Kiatnakin Phatra Securities has initiated coverage on Thai Airways International (SET: THAI) with a Neutral rating and a price objective of THB 15.00 per share, compared to the current market price of THB 13.10. The recommendation reflects Thai Airways’ remarkable transformation after its restructuring, but also notes persistent challenges in a competitive aviation market.
Efficiency-Driven Restructuring Pays Off
Following a comprehensive restructuring, THAI optimized its workforce in line with a resized fleet, reduced aircraft types, and retired inefficient planes. This streamlined operation has already made THAI one of the industry’s most profitable carriers, achieving an operating profit margin of 22% in the first half of 2025, more than double the 10% peer average. Revenue strategies have also evolved, with THAI shifting from a point-to-point focus to expanding network routes—raising its network share to 21% in 1H25 from just 6% in 2023.

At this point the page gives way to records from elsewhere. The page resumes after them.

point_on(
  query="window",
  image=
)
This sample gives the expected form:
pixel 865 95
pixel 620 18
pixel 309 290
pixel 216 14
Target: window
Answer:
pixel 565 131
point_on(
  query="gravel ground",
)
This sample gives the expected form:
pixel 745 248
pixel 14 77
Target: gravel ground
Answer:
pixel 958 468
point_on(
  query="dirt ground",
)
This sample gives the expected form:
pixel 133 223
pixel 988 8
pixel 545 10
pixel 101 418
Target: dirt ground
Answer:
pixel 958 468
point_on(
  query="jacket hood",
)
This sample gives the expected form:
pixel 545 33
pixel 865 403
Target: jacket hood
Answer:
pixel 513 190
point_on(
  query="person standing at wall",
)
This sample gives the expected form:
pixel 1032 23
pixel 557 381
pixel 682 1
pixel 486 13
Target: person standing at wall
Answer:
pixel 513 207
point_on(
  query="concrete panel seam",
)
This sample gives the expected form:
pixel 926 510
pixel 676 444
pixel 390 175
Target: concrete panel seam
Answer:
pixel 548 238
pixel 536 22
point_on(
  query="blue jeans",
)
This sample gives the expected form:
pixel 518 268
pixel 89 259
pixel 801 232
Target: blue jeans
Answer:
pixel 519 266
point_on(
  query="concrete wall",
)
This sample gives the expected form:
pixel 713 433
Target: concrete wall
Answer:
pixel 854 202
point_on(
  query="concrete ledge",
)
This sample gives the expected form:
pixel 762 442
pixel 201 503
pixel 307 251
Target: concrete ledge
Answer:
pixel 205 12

Ambitious Plans for Suvarnabhumi Hub
Kiatnakin Phatra highlights rising competition and industry cost pressures as key market concerns. However, Thai Airways’ upcoming fleet expansion—specifically the delivery of 17 A321neo aircraft in 2026—is expected to bolster Suvarnabhumi Airport’s role as a regional aviation hub. With only 6% of THAI’s traffic currently made up by transfer passengers, versus 22-44% at hubs like Hong Kong and Singapore, the company sees significant room to grow market share and cabin load factors, currently trailing behind competitors like Singapore Airlines and Cathay Pacific.
Outlook and Key Risks
Core profit for THAI is forecast to surge 36% in 2025 before declining by 3% in 2026 as higher tax rates kick in, then rising again by 7% in 2027 to reach THB 31.6 billion. The target price combines a 2026E target P/E of 14.5x and an EV/EBITDA of 7.0x. Despite “solid fundamentals” and an “impressive network expansion strategy,” Kiatnakin Phatra notes the stock has already seen substantial gains post-resumption of trading and warns of possible selling pressure as creditor lock-up periods begin expiring in early 2026.
Upside risks include higher ticket fares, greater success in network expansion, and a strong Chinese tourism recovery. Potential downside risks comprise higher-than-expected expenses and macro-driven slumps in tourism sentiment.